Redl. Ja, wir liegen weiter von der Sonne entfernt, und sind daher noch kälter und unempfindlicher, aber wäre Einer auch mitten in einem Eisberge, so wird, wenn die Sonne der Gerechtigkeit über ihm aufgeht, doch sein erstarrtes Herz aufthauen, und so ist es mit mir der Fall gewesen.

Muthh. Ich glaube es, Vater Redlich, ja, ich glaube es, denn ich weiß, daß es sich also verhält. 3)

Hiernach grüßte der alte Redlich die Pilger alle mit dem heiligen Kuß der Liebe 4) und fragte sie um ihre Namen, und wie es ihnen bisheran auf ihrer Pilgrimschaft ergangen sei.

Christin. Ich glaube, meinen Namen wirst du bereits gehört haben, denn der liebe Christ war mein Mann und diese Vier hier sind seine Kinder.

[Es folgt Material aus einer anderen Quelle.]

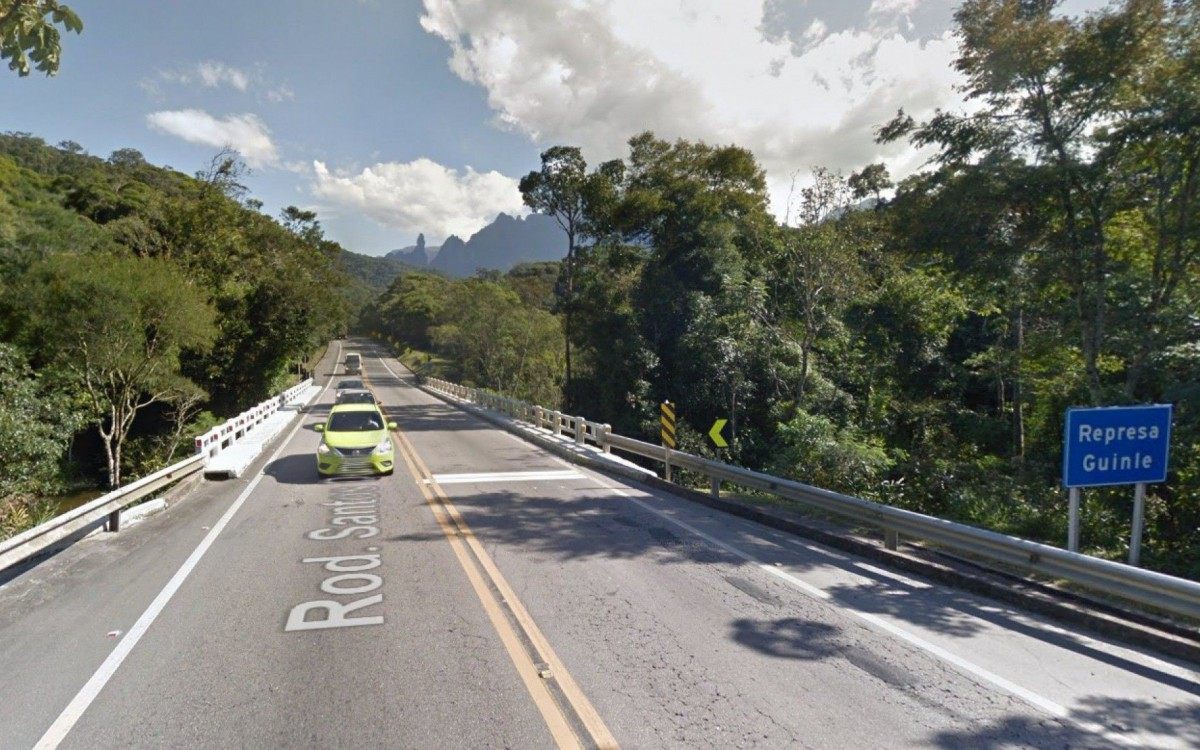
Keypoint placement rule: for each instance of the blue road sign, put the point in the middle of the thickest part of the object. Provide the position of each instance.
(1116, 445)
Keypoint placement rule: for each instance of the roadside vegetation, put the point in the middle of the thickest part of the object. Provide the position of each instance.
(138, 306)
(915, 343)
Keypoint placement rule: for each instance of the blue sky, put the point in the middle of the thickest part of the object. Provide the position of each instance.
(396, 117)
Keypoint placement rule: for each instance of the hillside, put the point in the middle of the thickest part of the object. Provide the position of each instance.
(499, 246)
(139, 304)
(372, 271)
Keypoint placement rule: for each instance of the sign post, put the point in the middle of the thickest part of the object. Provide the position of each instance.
(666, 419)
(1115, 445)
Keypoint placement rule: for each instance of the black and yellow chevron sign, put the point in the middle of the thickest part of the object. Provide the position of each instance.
(667, 420)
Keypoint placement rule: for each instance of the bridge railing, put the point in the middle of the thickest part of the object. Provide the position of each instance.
(31, 541)
(1146, 587)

Doch nun vermag ich nicht zu beschreiben, wie entzückt der alte Mann ward, als er hörte, wer sie seien; er hüpfte, er lächelte und sprach tausend Segenswünsche über sie aus, und fügte hinzu: Ja, ich habe Vieles von eurem Manne und Vater gehört und Vieles von seiner Reise und seinen Kämpfen, die er bei seinen Lebzeiten erduldet. Möge es zu eurem Troste gesagt sein: Der Name deines Mannes erschallt in allen Theilen der Welt; sein Glaube, sein Muth, seine Geduld und seine Treue gegen Jedermann haben seinen Namen herrlich gemacht. Hierauf wandte er sich zu den Knaben, und ließ sich von ihnen ihre Namen sagen. Und nun sprach er zu ihnen: Matthäus, werde du gleich dem Zöllner deines Namens, nicht in der Sünde, sondern im Glauben. 5) Samuel, werde du ähnlich dem Propheten, jenem Manne des Glaubens und des Gebetes. 6) Joseph, werde, wie dein Vorbild in Potiphars Hause, keusch und fliehend die Reize der Sünde. 7) Und du, Jakob, sei wie Jakobus, der Gerechte, der Bruder unseres Herrn. 8)

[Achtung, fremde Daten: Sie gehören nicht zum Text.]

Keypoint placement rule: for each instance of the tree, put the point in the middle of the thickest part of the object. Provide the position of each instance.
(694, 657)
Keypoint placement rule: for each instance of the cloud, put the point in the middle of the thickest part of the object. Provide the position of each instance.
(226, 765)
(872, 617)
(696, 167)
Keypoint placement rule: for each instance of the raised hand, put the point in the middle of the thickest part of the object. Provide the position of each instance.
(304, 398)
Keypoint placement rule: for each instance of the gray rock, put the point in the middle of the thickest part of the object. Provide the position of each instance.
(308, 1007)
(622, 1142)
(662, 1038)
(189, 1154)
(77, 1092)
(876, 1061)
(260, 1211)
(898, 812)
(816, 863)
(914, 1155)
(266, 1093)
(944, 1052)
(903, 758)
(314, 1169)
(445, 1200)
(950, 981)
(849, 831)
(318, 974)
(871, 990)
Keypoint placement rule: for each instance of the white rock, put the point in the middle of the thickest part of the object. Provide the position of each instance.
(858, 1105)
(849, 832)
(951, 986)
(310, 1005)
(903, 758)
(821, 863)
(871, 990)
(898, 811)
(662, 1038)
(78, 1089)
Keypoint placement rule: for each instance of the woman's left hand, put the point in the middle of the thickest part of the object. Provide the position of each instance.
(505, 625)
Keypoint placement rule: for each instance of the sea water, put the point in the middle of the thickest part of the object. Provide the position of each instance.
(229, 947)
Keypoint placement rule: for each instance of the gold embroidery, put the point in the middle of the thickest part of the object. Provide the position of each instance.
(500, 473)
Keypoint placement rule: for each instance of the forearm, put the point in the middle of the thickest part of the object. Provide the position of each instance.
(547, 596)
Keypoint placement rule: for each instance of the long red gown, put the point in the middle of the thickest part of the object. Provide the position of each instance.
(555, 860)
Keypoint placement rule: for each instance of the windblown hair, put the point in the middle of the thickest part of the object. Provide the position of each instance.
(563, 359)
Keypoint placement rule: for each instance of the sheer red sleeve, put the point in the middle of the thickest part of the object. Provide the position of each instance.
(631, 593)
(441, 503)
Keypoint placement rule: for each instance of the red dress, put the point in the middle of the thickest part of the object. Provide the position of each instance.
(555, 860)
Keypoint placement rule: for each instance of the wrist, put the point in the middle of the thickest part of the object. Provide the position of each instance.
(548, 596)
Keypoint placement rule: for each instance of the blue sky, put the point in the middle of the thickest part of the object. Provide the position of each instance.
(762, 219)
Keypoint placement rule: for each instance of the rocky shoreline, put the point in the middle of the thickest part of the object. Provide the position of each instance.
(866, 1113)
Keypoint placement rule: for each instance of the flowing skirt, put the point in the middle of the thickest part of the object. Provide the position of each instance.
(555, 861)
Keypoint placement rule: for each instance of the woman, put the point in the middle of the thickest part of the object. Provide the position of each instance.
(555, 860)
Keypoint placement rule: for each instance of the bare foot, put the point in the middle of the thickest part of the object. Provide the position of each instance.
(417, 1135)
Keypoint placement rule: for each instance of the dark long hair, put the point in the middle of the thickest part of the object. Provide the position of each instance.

Darauf erzählten sie ihm auch von Barmherzig, wie sie ihre Heimath und Freundschaft verlassen, um mit Christin und ihren Söhnen zuziehen. Da sagte der redliche Greis zu ihr: Barmherzig, also ist dein Name — durch des Herrn Barmherzigkeit sollst du getragen und hindurchgeführt werden durch alle Mühseligkeiten deiner Pilgerfahrt, bis du dahin kommst, wo du schauen wirst den Brunn der Gnaden von Angesicht zu Angesicht.

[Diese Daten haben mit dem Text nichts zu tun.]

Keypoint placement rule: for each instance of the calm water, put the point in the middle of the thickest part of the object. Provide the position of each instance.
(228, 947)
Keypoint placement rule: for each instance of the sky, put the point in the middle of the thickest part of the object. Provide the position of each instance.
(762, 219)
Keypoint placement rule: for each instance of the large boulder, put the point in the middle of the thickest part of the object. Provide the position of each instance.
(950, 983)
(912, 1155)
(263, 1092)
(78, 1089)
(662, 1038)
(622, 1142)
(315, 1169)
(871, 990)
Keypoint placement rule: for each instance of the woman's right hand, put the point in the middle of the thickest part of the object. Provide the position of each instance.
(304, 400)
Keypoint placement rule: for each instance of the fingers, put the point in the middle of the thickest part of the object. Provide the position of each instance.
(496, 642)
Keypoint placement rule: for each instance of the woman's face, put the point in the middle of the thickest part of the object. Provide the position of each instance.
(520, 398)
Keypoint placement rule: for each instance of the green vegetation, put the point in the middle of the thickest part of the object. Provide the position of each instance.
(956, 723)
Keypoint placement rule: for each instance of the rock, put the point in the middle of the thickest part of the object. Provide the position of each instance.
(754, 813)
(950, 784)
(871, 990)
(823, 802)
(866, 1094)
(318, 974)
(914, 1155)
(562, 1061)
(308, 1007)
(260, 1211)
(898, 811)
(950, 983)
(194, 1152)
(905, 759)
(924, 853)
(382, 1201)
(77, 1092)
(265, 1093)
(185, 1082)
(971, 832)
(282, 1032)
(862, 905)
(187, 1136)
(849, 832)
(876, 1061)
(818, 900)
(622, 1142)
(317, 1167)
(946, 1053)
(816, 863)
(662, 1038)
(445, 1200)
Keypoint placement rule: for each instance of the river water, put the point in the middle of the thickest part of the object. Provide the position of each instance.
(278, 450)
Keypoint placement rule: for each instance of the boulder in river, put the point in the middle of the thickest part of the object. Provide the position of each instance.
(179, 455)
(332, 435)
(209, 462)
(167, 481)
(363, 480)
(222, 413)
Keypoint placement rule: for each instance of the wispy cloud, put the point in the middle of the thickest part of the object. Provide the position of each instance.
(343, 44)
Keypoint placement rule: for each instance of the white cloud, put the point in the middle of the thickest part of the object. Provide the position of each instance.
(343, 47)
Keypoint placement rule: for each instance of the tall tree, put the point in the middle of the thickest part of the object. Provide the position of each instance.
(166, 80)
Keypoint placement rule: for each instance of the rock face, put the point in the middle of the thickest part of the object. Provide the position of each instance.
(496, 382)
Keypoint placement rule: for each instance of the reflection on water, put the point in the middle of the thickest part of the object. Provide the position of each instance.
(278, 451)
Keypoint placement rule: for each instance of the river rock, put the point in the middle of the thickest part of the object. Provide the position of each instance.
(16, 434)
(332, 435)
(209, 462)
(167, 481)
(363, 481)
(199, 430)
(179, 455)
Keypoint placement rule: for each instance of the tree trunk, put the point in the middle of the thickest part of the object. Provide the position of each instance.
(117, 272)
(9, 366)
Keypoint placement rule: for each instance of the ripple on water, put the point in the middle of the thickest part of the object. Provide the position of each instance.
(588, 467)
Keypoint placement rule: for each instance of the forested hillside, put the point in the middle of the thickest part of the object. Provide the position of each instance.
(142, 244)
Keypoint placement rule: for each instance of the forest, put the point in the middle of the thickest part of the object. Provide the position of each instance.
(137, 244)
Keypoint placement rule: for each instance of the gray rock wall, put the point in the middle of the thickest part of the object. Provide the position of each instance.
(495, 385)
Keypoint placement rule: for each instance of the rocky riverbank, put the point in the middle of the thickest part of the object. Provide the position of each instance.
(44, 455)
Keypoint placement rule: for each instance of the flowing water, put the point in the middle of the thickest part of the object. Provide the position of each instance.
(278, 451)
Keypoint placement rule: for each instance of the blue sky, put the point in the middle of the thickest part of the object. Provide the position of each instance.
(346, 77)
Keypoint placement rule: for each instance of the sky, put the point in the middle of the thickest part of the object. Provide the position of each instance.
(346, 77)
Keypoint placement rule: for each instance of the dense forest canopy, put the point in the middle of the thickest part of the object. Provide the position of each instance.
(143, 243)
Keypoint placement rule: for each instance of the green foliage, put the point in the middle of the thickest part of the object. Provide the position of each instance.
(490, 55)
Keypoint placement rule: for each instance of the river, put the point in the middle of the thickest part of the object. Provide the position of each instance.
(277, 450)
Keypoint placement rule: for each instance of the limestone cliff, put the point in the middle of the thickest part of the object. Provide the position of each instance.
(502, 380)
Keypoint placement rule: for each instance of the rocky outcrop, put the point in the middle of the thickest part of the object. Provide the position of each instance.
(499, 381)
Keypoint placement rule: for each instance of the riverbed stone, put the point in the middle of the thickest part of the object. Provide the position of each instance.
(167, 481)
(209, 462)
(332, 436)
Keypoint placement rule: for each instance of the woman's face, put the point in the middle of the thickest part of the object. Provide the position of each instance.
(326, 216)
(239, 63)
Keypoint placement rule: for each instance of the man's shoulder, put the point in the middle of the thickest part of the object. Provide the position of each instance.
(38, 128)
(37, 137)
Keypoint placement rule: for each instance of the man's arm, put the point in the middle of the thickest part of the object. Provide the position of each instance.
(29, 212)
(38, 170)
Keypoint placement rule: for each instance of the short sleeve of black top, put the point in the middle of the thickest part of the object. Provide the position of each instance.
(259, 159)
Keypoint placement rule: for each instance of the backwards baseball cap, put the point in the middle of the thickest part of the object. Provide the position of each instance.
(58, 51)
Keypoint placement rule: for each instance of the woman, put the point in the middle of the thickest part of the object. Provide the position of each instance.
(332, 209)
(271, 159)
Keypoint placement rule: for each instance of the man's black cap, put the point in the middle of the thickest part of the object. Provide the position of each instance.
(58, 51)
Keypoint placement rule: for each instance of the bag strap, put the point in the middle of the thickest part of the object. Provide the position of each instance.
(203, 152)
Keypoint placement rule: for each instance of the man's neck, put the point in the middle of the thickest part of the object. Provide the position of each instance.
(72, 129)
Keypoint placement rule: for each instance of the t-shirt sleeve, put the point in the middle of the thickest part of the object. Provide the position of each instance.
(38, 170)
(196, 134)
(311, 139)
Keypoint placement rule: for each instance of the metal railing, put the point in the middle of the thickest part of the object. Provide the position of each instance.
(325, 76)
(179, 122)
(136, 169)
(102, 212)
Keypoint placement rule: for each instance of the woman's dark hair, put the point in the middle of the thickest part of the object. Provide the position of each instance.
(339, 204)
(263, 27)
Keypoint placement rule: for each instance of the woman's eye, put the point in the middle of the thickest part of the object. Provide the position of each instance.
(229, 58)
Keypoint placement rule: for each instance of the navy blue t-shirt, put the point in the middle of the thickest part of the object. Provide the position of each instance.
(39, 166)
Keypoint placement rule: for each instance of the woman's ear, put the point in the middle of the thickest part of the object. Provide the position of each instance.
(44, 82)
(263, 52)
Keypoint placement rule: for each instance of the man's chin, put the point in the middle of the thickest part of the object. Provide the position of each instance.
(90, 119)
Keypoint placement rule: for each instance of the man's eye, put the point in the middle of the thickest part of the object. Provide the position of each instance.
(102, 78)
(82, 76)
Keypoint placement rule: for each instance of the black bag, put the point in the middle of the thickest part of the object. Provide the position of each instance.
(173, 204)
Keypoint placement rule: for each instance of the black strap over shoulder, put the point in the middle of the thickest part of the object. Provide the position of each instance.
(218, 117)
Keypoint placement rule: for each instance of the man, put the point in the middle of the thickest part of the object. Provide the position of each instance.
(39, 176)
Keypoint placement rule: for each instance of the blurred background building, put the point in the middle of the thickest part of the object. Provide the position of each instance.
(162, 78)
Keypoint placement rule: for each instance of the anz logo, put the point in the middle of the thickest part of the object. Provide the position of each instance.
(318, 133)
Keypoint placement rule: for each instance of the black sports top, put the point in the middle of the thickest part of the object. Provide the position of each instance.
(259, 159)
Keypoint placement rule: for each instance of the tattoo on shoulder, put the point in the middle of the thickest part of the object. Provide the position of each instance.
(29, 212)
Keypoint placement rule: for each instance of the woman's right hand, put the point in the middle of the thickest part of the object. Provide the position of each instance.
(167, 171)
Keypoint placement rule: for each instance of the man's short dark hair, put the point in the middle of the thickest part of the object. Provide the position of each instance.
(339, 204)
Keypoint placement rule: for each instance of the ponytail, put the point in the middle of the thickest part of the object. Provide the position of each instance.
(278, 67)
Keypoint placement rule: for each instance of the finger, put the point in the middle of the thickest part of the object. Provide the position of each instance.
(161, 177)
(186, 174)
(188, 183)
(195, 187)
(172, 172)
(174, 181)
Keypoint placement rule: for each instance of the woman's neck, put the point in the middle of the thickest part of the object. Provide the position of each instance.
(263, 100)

Über alles dieses war Muthherz höchlich erfreut und lächelte in Einem fort seine Gefährten an.

Als sie mit einander daher zogen, fragte der Führer den Greis, ob er nicht einen gewissen Verzagt kenne, der sich auch aus seiner Gegend auf die Pilgrimschaft begeben habe.

Redl. Allerdings, sehr wohl. Es war ein Mann, der zwar den rechten Grund der Sache in sich trug, allein er war einer der ängstlichsten Pilger, die ich je in meinem Leben angetroffen habe. 9)

Muthh. Ich merke wohl, du kennst ihn, denn du hast ihn ganz richtig geschildert.

Redl. Ob ich ihn kenne! Ich habe ihn lange begleitet, ich ging ein gutes Ende mit ihm. Als er zuerst darüber nachdachte, was wohl nachher über uns kommen werde, war ich bei ihm.

Muthh. Ich war sein Führer von meines Herrn Hause bis zu den Thoren der himmlischen Stadt.

Redl. Nun, dann weißt du, was er für ein bedenklicher und ängstlicher Mensch war.

Muthh. Ja wohl; aber ich konnte mit ihm fertig werden, denn Leute meines Berufs werden oft mit der Führung von Menschen betraut, wie er Einer war.

Redl. Wohlan denn, so laß uns doch Etwas hören davon, wie er sich bei deiner Führung benommen hat.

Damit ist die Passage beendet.